На следующий день к нам явился начальник корпуса и сказал, что наши требования удовлетворены, родные уже оповещены и сегодня принесут передачу, а следователи приедут завтра. Мы закричали хором "ура!" и сказали, чтобы нам тащили сегодняшний паек. Нам принесли хлеб, сахар и кашу. Мы начали потихонечку, учитывая мой горький опыт, с интервалом в полчаса принимать пищу небольшими порциями. Во второй половине дня нам всем принесли передачи. Чего только в них не было: и бульон, и курица, и утка, и сласти, и курево. Из окна мы опять увидели деда, Славу, родственников других ребят, которые стояли общей группой, махали нам, а мы, облепив окно, отвечали им. Перебросили в хлебе пару записок, где объясняли все, что произошло. Дедушка показывал, что он просил свидания, но ему отказали.

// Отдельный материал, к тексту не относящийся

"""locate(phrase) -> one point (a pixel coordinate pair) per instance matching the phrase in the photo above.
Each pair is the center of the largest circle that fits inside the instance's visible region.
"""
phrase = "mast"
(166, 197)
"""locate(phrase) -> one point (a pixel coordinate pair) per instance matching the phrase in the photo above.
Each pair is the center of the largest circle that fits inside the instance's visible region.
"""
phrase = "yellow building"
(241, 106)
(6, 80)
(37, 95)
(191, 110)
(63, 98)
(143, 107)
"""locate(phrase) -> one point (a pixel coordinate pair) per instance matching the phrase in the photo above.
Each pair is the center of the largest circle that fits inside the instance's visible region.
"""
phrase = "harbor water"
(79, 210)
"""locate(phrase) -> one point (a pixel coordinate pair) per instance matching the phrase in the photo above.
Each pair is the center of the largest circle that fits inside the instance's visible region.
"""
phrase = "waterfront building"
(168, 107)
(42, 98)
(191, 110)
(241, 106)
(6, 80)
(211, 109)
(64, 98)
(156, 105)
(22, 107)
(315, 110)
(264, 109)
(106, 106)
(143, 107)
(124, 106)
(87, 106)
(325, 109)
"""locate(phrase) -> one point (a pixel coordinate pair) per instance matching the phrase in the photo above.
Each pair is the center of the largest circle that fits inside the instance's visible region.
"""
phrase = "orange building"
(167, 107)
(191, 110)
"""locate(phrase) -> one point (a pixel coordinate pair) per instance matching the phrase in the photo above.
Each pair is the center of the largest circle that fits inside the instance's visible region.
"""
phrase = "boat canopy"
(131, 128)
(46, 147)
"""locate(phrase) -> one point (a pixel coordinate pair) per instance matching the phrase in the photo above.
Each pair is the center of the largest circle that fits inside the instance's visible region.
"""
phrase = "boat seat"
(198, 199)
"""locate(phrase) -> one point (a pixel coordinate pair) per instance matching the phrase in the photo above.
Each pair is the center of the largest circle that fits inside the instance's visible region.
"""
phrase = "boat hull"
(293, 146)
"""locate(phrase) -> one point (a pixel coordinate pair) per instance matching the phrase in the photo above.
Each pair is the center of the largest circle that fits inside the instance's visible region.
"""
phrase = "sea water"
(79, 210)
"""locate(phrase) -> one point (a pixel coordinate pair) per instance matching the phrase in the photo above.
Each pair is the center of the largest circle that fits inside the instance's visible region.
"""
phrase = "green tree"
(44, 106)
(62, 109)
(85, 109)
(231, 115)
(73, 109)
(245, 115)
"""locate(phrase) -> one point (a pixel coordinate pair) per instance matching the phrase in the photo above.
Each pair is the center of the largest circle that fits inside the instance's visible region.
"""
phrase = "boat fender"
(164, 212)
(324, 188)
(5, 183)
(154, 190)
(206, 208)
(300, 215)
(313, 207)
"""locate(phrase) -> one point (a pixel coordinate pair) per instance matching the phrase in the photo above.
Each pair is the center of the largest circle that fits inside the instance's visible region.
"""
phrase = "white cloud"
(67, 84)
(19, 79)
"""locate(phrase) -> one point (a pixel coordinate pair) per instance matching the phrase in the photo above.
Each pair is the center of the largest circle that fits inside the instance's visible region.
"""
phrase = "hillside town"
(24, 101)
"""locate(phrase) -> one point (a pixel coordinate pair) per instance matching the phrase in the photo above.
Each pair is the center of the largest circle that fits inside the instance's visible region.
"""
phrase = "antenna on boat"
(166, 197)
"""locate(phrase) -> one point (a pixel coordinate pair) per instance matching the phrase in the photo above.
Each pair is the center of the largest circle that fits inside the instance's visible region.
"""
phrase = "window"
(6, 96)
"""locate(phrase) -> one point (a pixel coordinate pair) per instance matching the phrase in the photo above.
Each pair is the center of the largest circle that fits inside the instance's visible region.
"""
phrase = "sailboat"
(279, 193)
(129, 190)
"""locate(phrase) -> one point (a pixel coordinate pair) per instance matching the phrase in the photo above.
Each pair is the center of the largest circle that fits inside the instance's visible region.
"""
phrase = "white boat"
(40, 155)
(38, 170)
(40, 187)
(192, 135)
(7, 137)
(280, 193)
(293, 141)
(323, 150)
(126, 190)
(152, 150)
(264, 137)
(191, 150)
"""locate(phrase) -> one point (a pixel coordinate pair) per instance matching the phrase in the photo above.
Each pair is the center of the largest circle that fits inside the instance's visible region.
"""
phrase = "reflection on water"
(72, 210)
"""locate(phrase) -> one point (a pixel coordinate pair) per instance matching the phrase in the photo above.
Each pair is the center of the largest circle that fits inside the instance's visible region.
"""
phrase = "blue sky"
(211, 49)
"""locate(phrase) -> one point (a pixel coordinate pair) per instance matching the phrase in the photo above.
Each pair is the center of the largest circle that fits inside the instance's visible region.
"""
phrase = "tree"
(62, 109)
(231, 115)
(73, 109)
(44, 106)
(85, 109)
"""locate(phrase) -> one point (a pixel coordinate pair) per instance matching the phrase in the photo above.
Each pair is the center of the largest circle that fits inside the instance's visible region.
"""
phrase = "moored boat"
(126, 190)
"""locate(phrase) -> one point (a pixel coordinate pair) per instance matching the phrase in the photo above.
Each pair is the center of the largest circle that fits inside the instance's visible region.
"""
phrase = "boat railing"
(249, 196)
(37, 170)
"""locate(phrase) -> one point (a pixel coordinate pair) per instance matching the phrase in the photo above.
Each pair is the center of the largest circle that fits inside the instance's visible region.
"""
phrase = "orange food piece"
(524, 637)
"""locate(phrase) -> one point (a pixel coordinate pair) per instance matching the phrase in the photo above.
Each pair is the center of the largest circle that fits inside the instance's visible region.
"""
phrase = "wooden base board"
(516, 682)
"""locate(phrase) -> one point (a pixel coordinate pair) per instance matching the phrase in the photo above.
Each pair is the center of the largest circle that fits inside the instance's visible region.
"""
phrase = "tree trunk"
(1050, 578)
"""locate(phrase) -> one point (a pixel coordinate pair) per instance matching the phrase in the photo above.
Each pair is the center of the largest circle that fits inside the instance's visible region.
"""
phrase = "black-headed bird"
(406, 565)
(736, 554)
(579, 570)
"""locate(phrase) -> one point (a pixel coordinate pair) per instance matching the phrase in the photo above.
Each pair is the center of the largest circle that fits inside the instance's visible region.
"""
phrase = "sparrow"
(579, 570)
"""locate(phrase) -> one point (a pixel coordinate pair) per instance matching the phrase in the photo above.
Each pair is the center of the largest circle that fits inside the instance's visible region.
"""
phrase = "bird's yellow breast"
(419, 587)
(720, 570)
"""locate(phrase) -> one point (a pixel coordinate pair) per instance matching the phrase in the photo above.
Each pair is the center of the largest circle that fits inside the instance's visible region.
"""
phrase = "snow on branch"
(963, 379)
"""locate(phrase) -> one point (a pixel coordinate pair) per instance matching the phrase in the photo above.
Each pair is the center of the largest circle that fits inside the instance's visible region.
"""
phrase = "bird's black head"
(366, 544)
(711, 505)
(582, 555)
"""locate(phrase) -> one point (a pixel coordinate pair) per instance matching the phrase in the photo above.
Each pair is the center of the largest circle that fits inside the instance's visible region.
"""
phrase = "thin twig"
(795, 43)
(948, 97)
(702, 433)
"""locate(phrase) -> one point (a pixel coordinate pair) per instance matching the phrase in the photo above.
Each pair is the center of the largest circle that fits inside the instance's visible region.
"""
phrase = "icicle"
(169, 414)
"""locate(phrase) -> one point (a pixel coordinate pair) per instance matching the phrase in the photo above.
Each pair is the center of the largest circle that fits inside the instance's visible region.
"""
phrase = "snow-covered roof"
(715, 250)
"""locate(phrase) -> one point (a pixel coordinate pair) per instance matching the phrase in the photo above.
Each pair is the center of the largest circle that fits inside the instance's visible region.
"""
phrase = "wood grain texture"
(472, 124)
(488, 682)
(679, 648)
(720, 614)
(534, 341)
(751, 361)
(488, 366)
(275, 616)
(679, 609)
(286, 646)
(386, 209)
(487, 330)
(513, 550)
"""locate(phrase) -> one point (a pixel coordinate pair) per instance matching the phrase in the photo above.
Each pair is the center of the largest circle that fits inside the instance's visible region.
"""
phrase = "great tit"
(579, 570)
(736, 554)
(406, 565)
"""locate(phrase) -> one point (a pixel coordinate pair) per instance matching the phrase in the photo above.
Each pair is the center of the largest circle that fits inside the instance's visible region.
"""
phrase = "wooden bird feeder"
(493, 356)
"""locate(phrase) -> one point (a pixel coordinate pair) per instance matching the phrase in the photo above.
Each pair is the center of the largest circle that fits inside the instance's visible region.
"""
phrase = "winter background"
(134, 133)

К вечеру мы уже пришли в себя, а через день нам приказали всем собираться с вещами и перевезли в главную тюрьму, определив всех в камеру № 30 на втором этаже, такой же "сундук", как карцер, в котором я сидел. Толщина стены в проеме окна была 2 метра 20 сантиметров. На подоконнике могли улечься три человека; мы его называли "раем". Вместе составленные койки считались "землей", а место под койками - "адом". В "аду" большую часть времени проводил мой братец, добровольно туда залезавший и занимавшийся самоистязанием. Он кусочком стекла, например, ковырял себе руку или вырезал на груди крест и т. п.
В тот же день нас вызвали к следователям, и мы подписали окончание следствия. В делах, кроме единственного допроса каждого из нас, ничего не было. На мой вопрос: "Где же следователь Московкин?" - новый следователь ответил: "Это не мое дело".
Позднее мне стало известно, что Московкин и Лехем были арестованы; первый попал на этап вместе с двумя своими подследственными, военными летчиками, и они его убили в Сызранской пересылке, дважды посадив на кол.